AKS Automatic provides a managed Kubernetes experience with built-in best practices (see ADR-0002):
- Simplified operations: Auto-scaling, auto-upgrade, auto-repair
- Built-in best practices: Network policy, pod security, cost optimization
- Integrated Istio: Managed service mesh without manual installation
- Deployment Safeguards: Gatekeeper policies for compliance
These capabilities reduce the platform-assembly burden and give contributors a reproducible, secure baseline without manual cluster configuration.
# AKS Automatic with Istio
sku = { name = "Automatic", tier = "Standard" }
service_mesh_profile = { mode = "Istio" }
Terraform Resources
The infrastructure layer contains the core foundation, observability, and optional integrations:
azurerm_resource_group.main
module.aks (Azure Verified Module)
azurerm_monitor_workspace.prometheus
azurerm_dashboard_grafana.main (optional)
azurerm_user_assigned_identity.external_dns (optional)
Privileged Azure authorization resources such as AKS role assignments, Grafana access, DNS role assignments, and the CNPG policy exemption live in infra-access/ (see ADR-0020).
Zone Topology

The cluster spreads workloads across Azure availability zones for high availability.

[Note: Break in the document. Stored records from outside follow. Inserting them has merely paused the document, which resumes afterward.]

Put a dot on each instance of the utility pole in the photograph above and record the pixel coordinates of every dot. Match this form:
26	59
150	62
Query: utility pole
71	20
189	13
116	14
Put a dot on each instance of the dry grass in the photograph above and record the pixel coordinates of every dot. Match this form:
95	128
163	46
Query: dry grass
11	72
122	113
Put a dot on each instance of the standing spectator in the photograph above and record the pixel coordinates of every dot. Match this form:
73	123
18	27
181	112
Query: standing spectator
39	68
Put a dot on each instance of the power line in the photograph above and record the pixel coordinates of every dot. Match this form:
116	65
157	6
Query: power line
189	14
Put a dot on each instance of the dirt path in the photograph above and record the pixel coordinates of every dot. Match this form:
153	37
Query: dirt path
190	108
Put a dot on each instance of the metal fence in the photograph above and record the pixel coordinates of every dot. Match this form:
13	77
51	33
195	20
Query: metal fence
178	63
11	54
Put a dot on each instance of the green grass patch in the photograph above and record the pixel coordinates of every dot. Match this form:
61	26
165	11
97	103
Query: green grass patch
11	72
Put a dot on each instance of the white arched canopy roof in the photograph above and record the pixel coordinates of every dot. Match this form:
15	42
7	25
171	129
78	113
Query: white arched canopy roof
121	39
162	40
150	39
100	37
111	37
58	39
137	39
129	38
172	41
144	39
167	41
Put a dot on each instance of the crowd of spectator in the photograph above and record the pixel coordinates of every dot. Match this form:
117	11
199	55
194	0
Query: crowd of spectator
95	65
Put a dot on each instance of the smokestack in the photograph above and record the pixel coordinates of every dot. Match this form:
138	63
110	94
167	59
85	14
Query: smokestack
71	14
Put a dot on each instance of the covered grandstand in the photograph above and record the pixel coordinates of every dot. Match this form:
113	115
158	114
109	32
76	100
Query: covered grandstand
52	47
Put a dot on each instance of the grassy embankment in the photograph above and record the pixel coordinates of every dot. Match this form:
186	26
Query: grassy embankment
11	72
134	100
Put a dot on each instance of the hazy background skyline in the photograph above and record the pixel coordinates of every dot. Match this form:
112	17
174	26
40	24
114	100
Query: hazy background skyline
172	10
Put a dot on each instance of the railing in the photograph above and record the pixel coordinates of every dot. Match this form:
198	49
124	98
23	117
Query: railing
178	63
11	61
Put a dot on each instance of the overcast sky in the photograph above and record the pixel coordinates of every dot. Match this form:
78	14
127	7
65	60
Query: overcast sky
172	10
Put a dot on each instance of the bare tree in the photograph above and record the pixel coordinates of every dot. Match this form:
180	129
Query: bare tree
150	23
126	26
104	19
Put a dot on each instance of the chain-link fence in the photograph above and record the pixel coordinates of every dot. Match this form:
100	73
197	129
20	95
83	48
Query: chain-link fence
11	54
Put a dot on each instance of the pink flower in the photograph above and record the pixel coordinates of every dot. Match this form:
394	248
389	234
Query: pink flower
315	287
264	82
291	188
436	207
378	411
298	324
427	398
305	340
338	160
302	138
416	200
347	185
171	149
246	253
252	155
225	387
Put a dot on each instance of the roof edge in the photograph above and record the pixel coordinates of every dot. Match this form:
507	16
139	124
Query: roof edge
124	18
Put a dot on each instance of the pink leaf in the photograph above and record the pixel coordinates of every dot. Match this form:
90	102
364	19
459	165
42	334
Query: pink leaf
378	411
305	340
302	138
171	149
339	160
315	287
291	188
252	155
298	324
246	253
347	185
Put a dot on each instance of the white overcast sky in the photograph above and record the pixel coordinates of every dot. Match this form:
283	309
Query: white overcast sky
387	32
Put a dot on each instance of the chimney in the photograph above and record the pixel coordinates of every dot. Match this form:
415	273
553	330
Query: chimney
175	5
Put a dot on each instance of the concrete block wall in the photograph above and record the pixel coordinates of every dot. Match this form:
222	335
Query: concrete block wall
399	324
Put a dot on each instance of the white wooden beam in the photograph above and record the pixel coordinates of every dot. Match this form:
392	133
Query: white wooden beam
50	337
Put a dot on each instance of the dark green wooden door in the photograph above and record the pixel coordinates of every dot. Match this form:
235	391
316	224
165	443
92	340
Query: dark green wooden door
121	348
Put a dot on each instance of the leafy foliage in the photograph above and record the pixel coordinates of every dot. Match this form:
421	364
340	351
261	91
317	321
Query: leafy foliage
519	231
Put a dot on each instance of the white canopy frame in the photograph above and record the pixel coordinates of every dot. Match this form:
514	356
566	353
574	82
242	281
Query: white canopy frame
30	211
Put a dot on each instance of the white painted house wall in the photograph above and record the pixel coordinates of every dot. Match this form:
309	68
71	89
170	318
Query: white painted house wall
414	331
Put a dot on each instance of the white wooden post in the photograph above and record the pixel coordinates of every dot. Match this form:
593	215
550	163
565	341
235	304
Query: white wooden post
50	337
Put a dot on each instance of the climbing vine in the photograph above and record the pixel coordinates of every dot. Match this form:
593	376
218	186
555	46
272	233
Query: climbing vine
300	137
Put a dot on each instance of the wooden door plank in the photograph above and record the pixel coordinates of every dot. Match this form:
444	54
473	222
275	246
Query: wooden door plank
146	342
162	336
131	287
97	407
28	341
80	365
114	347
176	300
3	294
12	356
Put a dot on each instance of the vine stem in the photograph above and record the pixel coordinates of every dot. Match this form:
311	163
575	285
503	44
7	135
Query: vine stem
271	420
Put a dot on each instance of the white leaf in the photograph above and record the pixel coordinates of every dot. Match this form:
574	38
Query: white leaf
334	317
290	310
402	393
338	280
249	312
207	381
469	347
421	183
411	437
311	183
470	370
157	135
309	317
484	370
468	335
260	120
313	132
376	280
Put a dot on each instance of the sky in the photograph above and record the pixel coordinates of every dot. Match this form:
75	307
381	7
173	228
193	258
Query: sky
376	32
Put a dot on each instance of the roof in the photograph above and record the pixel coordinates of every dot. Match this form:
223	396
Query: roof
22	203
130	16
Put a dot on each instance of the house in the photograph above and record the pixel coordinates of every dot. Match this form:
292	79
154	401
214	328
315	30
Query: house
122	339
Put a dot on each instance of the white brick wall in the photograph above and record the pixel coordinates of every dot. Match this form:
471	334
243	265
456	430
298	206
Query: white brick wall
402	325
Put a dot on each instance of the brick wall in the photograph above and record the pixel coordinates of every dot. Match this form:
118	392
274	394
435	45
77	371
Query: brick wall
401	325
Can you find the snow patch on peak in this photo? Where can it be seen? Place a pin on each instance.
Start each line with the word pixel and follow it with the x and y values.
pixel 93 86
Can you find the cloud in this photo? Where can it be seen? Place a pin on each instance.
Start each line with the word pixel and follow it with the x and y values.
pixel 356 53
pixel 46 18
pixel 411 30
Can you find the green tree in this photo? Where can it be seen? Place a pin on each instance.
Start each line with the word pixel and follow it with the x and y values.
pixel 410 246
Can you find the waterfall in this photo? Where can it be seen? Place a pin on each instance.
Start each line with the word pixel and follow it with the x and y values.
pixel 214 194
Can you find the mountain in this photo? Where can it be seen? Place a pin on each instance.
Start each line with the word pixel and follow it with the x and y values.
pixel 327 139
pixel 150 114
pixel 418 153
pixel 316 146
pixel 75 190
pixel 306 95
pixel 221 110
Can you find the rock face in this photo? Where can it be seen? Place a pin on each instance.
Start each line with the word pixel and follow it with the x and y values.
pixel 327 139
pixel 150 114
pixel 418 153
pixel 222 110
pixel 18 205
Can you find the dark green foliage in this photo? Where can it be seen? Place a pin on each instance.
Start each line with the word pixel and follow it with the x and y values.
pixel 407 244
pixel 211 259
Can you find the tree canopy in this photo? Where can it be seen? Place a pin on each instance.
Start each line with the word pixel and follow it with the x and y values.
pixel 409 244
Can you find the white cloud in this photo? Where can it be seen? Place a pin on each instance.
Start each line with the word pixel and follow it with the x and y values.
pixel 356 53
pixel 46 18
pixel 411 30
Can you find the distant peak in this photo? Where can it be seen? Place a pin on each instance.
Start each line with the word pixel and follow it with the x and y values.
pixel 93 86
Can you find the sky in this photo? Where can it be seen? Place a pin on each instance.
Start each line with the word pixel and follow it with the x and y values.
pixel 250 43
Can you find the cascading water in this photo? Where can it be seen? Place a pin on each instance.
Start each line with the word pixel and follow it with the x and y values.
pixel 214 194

The system node pool pins to configurable zones, while the platform node pool (Karpenter) dynamically selects from available zones. Stateful middleware is distributed across AZs for resilience, while OSDU services remain schedulable across surviving zones.
Node Pools
System components are pinned to reserved nodes, while platform and OSDU workloads run on auto-provisioned capacity that scales with demand.

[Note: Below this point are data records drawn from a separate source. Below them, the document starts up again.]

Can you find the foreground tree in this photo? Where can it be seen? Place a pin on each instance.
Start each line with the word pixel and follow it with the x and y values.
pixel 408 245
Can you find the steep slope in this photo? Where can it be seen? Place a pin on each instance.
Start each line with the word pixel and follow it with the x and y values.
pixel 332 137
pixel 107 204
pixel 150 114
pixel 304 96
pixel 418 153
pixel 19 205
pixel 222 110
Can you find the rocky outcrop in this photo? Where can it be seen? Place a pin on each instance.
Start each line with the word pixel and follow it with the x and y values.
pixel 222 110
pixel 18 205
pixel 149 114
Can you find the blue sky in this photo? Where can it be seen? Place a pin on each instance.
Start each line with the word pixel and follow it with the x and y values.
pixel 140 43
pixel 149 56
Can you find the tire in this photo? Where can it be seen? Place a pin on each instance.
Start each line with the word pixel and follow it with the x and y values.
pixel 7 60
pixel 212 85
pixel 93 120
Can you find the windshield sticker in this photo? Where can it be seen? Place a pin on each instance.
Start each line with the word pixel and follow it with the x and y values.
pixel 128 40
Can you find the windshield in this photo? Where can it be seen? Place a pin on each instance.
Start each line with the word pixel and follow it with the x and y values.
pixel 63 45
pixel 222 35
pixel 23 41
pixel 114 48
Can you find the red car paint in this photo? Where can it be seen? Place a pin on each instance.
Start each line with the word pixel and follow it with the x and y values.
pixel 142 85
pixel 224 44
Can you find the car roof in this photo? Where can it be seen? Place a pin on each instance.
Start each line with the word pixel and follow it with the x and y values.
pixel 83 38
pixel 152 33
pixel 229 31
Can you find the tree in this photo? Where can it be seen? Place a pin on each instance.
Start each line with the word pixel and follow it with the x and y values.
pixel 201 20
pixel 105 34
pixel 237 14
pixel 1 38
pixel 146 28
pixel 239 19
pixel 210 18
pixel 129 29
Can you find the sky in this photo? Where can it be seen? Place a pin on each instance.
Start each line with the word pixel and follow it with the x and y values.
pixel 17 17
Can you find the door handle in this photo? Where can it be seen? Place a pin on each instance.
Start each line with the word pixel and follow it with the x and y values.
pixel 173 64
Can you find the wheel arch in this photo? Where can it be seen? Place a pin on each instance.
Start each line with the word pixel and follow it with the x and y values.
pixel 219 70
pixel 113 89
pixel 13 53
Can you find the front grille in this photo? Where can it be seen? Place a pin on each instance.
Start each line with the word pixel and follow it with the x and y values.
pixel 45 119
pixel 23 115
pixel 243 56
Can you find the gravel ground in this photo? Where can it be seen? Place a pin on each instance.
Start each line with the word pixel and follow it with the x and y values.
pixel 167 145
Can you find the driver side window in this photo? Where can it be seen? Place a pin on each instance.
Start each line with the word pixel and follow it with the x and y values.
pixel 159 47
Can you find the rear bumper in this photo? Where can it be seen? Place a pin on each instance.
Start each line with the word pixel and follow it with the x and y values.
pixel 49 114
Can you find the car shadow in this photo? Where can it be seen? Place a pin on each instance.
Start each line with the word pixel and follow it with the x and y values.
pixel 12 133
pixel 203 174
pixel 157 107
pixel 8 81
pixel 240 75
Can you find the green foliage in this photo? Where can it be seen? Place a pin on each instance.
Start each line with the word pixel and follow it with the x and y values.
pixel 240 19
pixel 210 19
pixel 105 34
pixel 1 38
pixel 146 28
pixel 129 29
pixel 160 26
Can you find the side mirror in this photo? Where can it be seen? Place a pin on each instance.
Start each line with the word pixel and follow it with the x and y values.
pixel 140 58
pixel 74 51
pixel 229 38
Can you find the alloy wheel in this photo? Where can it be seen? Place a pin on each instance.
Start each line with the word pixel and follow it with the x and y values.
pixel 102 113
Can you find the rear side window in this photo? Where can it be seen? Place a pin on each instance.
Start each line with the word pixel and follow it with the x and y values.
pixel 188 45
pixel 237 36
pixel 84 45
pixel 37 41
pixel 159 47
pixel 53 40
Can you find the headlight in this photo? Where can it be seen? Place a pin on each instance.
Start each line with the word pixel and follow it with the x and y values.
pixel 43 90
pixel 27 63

| Pool | Purpose | VM Size | Count | Taints | Managed By |
|---|---|---|---|---|---|
| System | Critical system components | var.system_pool_vm_size (default: Standard_D4lds_v5) | 2 | CriticalAddonsOnly | AKS (VMSS) |
| Default | General workloads (MinIO, Airflow task pods) | Auto-provisioned | Auto | None | NAP (Karpenter) |
| Platform | Middleware + OSDU services | D-series (4-8 vCPU) | Auto | workload=platform:NoSchedule | NAP (Karpenter) |
System pool variables:
system_pool_vm_size: VM SKU for system nodes (default:Standard_D4lds_v5)system_pool_availability_zones: Zones for system nodes (default:["1", "2", "3"])
Why Karpenter (NAP) for Platform Workloads?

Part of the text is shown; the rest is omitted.